Ninth ICCM Conference (2005)
Formed in 1977, the International Committee for the Conservation of Mosaics (ICCM) is the only international organization devoted to mosaic conservation. One of its main activities has been to convene a conference every three years, which provides the principal forum for professionals in this field of conservation. The published results of these conferences are an essential source of information about mosaic conservation. The GCI coorganized the sixth ICCM conference held in Nicosia, Cyprus, in 1996.

The ICCM held its ninth triennial conference in 2005 in Hammamet, Tunisia. The event was coorganized by the GCI and the Institut National du Patrimoine of Tunisia. Two hundred and fifty participants were in attendance and over sixty papers and posters were presented.
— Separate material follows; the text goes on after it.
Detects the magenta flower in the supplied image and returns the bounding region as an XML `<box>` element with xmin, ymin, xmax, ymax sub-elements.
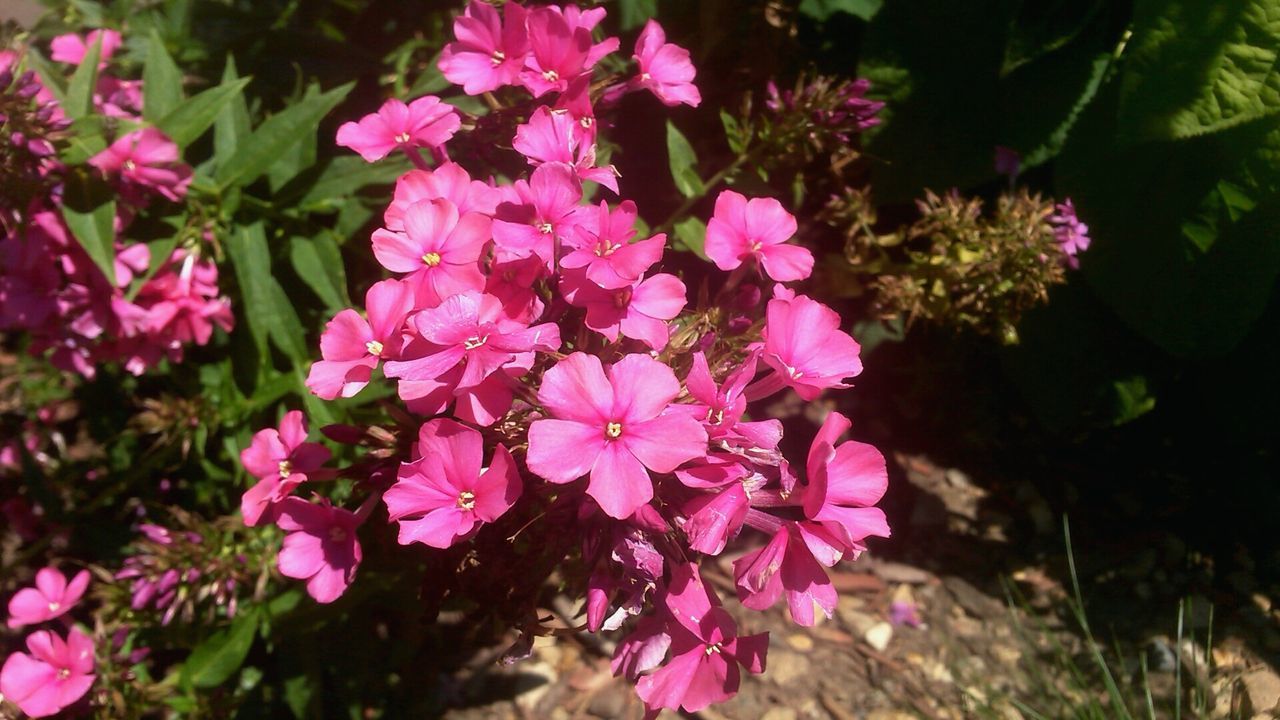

The theme of the conference was Lessons Learned: Reflecting on the Theory and Practice of Mosaic Conservation, pertaining to all aspects of mosaic conservation:

  • training;
  • in situ conservation;
  • interventions such as sheltering, treatments, reburial, and lifting and relaying;
  • documentation;
  • presentation;
  • maintenance; and
  • site management.

The conference was aimed at professionals in the conservation of ancient mosaics, as well as art historians and archaeologists of the Roman world. A particular focus of the ninth conference was encouraging the involvement of conservation professionals from the Arab world. This event marked a unique opportunity to discuss the conservation issues faced in the Arab world, a region rich in Roman mosaics.

In the closing session of the conference, the ICCM Board put forth two general recommendations, and on the final afternoon of the conference, an overview was presented of the main recommendations that emerged during the thematic sessions. The proceedings from the Ninth ICCM Conference were published in 2008. (See Related Materials).
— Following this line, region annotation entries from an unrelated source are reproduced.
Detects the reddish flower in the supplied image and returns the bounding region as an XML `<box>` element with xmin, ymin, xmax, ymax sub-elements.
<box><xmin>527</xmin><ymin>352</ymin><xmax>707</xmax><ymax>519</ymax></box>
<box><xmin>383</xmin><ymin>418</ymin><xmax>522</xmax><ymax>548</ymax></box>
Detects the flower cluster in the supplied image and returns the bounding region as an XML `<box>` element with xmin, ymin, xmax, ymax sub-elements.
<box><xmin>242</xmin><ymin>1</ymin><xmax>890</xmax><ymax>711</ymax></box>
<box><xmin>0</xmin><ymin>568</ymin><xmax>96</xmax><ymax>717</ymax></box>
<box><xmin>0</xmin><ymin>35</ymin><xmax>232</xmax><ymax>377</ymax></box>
Mosaics Panel, Reburial Colloquium (2003)

In 2003 a colloquium on reburial of archaeological sites was organized by the GCI in partnership with the U.S. National Park Service (Intermountain Region) and ICCROM, held in Santa Fe, New Mexico, March 16-21, 2003. The purpose of the colloquium was to gather together professionals from conservation—as well as allied fields such as soil sciences, engineering, and biodeterioration—who have been involved in planning and implementing reburial strategies or who could contribute to a discussion of reburial as a method of protecting exposed archaeological remains. Four themes, with a broad geographical scope, ranged from decision-making to technical matters. Theme Three consisted of case studies of reburial interventions and included a panel focused on the reburial of ancient floor mosaics. Selected papers from the colloquium were published in a special issue of the journal, Conservation and Management of Archaeological Sites, in cooperation with ICCROM (Vol. 6, nos. 3-4, 2004). Together, the three papers on reburial of mosaics provide a comprehensive overview of how reburial of mosaics has been practiced, the problems encountered, and the challenges to be met. (See Related Materials).

Experts Meeting in Cyprus (2002)
A meeting of international experts on the conservation of ancient mosaics was co-organized by the Getty Conservation Institute and the Archaeological Research Unit, University of Cyprus in Nicosia, June 11-14, 2002. The purpose of the meeting was to bring together professionals who are committed to the conservation of ancient mosaics to discuss existing needs in the field, current initiatives, and opportunities for fostering research and establishing collaborative projects. It was intended that the meeting would provide an opportunity for a substantive exchange on how professionals and organizations involved in mosaics conservation could forge stronger relationships and work in a more integrated way. The meeting was attended by twenty-three professionals from eleven countries, mainly in Europe and the Mediterranean region. Resulting from the discussions was a series of strategies to address areas of weakness; these formed the basis for subsequent activities of the Mosaics in Situ project. The participants also issued a concluding statement.